Feature: Services by ricklamers · Pull Request #224 · orchest/orchest

ricklamers · 2021-05-02T20:53:17Z

Description

This PR adds the idea of "services" to Orchest. A service can be any container that can run as part of a session, e.g. a streamlit app to be interacted with.

Example service JSON configuration:

{
  "services": {
    "streamlit": {
      "command": [],
      "env_variables": {
        "BASE_PATH": "$BASE_PATH_PREFIX_80",
        "MY_ENV": "123"
      },
      "env_variables_inherit": [
        "ABC"
      ],
      "image": "httpd:2.4", // or "environment@<uuid>"
      "name": "streamlit",
      "ports": [
        80
      ],
      "preserve_base_path": false,
      "binds": {
        "/project-dir": "/my-project-dir-path-in-image",
        "/data": "/my-data-path-in-image"
      },
      "scope": [
        "interactive",
        "noninteractive"
      ]
    }
  }
}

Todo

Cleaning up code
Adding section to the docs on services
Create a front-end for the services so that the user does not have to edit the raw JSON configuration for services

ricklamers · 2021-05-02T20:54:21Z

Todos:

BASE_PATH should be able to be referenced in all fields in the services JSON in the pipeline.
Handle environment variables in a way consistent with step env vars
Handle easy and reliable pointing to network addresses in pipeline code. Differentiate between user address and container address. (Traffic shouldn’t go out of the container network for pipeline code)

fruttasecca · 2021-05-03T08:33:18Z

Should the memory and jupyter server(s) be services? It would increase consistency and would make for a nice, self-documenting feature, since "services" in the pipeline settings would already be populated with some entries. I am aware there might be some technical difficulties into making both of them into services, but it's worth reasoning about.

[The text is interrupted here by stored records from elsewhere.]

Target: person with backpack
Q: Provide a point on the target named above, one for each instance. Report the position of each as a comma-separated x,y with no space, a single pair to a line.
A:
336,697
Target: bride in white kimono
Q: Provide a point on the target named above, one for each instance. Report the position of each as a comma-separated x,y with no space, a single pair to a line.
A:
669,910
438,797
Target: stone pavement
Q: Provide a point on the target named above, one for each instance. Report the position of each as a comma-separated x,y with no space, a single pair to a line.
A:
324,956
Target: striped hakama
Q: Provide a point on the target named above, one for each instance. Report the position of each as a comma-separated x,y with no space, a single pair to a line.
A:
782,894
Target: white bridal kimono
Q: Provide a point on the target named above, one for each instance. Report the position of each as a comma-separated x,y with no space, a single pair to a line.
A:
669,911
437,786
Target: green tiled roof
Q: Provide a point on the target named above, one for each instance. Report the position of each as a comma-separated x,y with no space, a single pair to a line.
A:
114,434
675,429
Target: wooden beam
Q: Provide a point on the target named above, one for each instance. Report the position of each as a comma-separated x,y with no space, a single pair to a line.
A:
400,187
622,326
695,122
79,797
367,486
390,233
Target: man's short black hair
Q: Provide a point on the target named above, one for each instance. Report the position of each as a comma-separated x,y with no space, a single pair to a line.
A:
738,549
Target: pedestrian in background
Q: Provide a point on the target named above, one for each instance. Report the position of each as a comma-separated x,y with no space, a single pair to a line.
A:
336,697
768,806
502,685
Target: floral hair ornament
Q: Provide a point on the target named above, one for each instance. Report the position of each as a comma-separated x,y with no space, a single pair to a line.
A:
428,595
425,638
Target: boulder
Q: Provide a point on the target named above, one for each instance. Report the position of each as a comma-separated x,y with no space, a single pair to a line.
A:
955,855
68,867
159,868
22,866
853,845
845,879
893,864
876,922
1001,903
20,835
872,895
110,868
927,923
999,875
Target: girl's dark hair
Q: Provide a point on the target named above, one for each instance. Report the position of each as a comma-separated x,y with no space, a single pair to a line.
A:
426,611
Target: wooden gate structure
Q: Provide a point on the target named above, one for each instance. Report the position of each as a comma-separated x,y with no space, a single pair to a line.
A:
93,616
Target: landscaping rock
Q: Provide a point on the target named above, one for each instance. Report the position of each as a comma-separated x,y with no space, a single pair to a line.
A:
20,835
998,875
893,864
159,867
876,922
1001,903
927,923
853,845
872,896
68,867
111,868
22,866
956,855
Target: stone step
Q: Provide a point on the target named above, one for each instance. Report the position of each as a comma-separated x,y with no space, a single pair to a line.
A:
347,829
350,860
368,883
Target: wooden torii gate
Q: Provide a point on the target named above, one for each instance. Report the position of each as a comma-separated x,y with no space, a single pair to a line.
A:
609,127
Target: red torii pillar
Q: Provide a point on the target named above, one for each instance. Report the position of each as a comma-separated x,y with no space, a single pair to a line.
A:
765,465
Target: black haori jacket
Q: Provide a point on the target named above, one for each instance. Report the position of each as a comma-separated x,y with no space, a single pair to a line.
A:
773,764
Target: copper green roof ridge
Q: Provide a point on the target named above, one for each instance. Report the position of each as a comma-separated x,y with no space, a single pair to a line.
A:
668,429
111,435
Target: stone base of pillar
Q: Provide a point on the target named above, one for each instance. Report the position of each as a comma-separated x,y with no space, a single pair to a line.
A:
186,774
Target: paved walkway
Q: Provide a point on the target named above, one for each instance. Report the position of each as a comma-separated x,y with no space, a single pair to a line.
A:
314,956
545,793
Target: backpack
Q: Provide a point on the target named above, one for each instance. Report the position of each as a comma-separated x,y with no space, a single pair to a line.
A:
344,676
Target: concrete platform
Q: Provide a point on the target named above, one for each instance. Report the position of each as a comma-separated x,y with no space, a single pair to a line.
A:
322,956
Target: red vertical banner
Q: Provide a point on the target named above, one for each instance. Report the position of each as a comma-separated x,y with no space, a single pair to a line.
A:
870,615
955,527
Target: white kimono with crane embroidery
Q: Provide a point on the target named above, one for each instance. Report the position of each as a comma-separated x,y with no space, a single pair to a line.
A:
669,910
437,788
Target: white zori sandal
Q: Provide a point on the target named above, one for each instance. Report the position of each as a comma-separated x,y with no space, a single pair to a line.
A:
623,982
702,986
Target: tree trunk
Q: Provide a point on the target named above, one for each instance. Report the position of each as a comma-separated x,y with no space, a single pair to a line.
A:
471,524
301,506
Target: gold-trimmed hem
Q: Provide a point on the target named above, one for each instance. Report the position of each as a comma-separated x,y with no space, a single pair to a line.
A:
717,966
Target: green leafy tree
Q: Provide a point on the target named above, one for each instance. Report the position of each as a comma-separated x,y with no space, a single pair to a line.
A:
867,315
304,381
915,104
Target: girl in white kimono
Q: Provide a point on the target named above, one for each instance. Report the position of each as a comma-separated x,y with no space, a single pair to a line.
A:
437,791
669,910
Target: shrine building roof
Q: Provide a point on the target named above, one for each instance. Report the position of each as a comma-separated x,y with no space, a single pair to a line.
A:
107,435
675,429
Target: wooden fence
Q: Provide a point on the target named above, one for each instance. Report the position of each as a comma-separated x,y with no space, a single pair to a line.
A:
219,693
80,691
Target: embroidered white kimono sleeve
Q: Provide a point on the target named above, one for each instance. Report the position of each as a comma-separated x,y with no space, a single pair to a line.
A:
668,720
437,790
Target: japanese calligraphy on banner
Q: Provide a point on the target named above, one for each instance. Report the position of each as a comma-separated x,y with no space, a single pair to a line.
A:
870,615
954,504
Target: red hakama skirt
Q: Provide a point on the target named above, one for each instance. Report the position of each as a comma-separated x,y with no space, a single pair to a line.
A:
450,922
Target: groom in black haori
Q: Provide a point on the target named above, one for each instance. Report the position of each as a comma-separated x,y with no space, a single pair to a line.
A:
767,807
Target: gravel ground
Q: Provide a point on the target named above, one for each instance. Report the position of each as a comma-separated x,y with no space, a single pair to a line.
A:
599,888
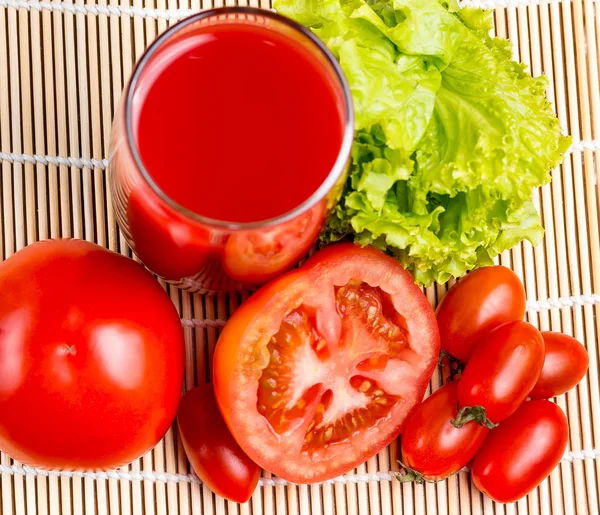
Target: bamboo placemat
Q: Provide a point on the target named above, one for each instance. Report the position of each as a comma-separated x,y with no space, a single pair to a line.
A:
62,68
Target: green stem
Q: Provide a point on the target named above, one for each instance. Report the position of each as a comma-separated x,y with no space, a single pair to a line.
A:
472,413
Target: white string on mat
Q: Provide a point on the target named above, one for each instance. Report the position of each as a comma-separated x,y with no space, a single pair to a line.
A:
501,4
102,164
534,305
78,162
204,323
563,302
167,477
177,14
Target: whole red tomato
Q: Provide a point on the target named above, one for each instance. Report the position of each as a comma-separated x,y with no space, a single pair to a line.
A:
319,369
431,446
565,363
483,300
519,454
91,357
502,371
215,456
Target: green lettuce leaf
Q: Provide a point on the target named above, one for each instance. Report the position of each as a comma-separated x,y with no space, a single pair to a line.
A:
452,135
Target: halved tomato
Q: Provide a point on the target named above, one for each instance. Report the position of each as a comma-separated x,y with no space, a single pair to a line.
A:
256,256
319,369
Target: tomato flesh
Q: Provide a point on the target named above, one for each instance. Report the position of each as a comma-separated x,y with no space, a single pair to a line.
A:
318,370
213,453
297,385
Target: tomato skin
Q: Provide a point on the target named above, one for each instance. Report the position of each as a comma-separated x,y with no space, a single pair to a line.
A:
91,357
565,363
481,301
519,454
431,445
214,455
503,370
256,256
240,360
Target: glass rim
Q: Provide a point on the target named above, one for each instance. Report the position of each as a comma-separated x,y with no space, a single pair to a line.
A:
348,131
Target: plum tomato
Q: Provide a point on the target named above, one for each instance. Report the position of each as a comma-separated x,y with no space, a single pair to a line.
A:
565,363
432,448
214,455
91,357
481,301
502,371
319,369
519,454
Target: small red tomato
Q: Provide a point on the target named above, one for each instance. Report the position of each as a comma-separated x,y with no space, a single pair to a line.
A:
519,454
483,300
502,371
215,456
565,363
431,445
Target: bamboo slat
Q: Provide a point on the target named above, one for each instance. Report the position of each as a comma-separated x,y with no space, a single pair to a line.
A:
62,68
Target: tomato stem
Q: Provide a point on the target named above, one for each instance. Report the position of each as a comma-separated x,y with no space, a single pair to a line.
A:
456,367
472,413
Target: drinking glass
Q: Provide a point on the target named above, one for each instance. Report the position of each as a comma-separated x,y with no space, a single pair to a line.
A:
184,247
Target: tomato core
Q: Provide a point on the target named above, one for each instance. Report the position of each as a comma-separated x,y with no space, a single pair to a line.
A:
331,391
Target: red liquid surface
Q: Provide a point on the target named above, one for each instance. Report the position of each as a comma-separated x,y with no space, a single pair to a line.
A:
237,123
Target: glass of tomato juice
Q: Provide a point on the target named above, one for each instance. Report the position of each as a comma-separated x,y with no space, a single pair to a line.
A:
229,148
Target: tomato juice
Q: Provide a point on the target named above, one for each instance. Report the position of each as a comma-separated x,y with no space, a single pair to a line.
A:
237,124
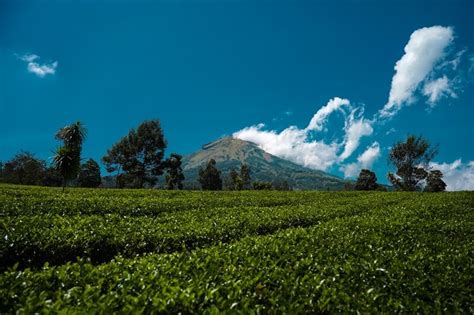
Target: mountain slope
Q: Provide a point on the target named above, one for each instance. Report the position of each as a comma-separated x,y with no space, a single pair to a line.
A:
232,153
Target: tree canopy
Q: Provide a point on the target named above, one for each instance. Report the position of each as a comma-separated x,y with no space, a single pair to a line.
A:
174,176
367,180
138,157
411,158
89,175
210,177
68,156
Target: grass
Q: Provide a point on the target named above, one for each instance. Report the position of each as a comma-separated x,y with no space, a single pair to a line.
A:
102,251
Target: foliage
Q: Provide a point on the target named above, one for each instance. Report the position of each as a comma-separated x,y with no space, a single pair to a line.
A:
67,159
174,176
23,169
235,180
210,177
252,251
262,186
139,155
281,185
411,158
434,182
245,176
367,180
89,175
240,180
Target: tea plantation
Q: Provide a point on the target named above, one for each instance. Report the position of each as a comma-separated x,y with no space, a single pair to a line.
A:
103,251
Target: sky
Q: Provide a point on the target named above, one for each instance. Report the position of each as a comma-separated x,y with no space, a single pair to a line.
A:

Handle environment variables in a way consistent with step env vars

Assuming those are to be secrets (non versioned) the naive solution would be to have services inherit the pipeline environment variables, but we run into the risk of collisions, secrets leaking into services that did not need them, etc. The way services are currently declared might be at odds with what we want to do. We could use a slightly higher level input form instead of having the user writing jsons in code mirror, and take care of what should go in the pipeline def json and what should be secret and written to the db behind the scenes.

…onment variable passing.

ricklamers · 2021-05-03T13:49:40Z

Environment variables are now passed, but only when explicitly requested:

[{
    name: "webserver",
    image: "httpd:2.4",
    environment_inherit: ["ENV_VAR_NAME"]
}]

ricklamers · 2021-05-03T13:53:17Z

Should the memory and jupyter server(s) be services? It would increase consistency and would make for a nice, self-documenting feature, since "services" in the pipeline settings would already be populated with some entries. I am aware there might be some technical difficulties into making both of them into services, but it's worth reasoning about.

They are not optional and URL routing might be different to services. So I don't think they should be unified into services. As I feel like services should just be user defined services. But they are very similar internally indeed. We should re-use code between services and JupyterLab/the memory server as much as possible. They already share some parts of the implementation internally (e.g. they're both assigned to self._containers[resource]).

ricklamers · 2021-05-03T13:56:38Z

We could use a slightly higher level input form instead of having the user writing jsons in code mirror

I think this is something we should iterate toward. Not necessarily release v1. But do agree it would be nicer.

Secrets can now be passed using environment variable inheritance.

ricklamers · 2021-05-03T13:59:32Z

Handle easy and reliable pointing to network addresses in pipeline code. Differentiate between user address and container address. (Traffic shouldn’t go out of the container network for pipeline code)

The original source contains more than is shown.